Indeed, even though individuals can share broad GM resemblances, as seen with the enterotypes [77], a myriad of environmental factors play a role in this high inter-individual variability [76, 78], including not only lifestyle factors but also medications. In the context of BS, patients are frequently heavily treated for a large set of obesity-associated comorbidities including T2D and dyslipidemia before the intervention [37]. These therapies, such as metformin (the first line of treatment for T2D) or statins, can have profound effects on the GM composition [7, 59, 79, 80]. Since BS induces major metabolic improvement, some, but not all patients, can stop drugs originally taken at baseline, in particular glucose-lowering agents including metformin [81, 82]. Thus, these changes in drug intake, variable from one patient to another, could be involved in the major GM changes seen across individuals.

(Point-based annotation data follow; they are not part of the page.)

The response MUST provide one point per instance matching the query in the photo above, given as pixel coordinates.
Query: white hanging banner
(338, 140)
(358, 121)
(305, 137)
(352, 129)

Finally, although BS induces drastic changes in GM richness and composition [8••, 40, 41••, 42, 43•, 49] some of which are maintained in the longer-term [42], BS does not rescue the GM dysbiosis seen in severe obesity [8••]. While showing some improvement, gut microbial richness remains under the cut-off for low diversity [12, 13]. In studies comparing BS individuals before and after surgery and lean controls, the GM profile at the phylum level does not reach that of lean individuals [49, 51]. It is important to examine whether this partial correction of GM dysbiosis post-BS could be involved in weight regain or the reoccurrence of obesity related comorbidities in some patients [33, 37], which is also associated with a switch towards a less healthy diet and a more sedentary lifestyle. A recent mouse study demonstrated that weight cycling induces GM modulations but with a persistent dysbiotic signature after the first initial weight loss. Most importantly, this dysbiotic GM is associated with increased weight gain when compared to high-fat diet fed mice who never were subjected to the weight loss intervention [83]. Therefore, one could hypothesize that although BS improves GM composition and function, it does not normalize it and this could be linked to adverse clinical outcomes in the long-term, including weight regain and metabolic deterioration [33].

Conclusion

While considered as a useful clinical tool to improve the clinical outcomes of patients with severe obesity, bariatric surgery is also a remarkable model to understand the fundamental mechanisms involved in drastic metabolic and inflammatory amelioration. Amongst the myriad of potential mechanisms, changes in gut microbiota composition and related functional modification have been put forward with the availability of new sequencing tools. While GM changes can be observed and are associated with metabolic improvements in still relatively unpowered human studies, they are not always consistent and vary across population. Given these variations, further research efforts are needed to deepen the understanding of GM changes on improved metabolism post-BS, which may provide evidence for the need to act therapeutically on the GM to improve patient outcomes in the long term.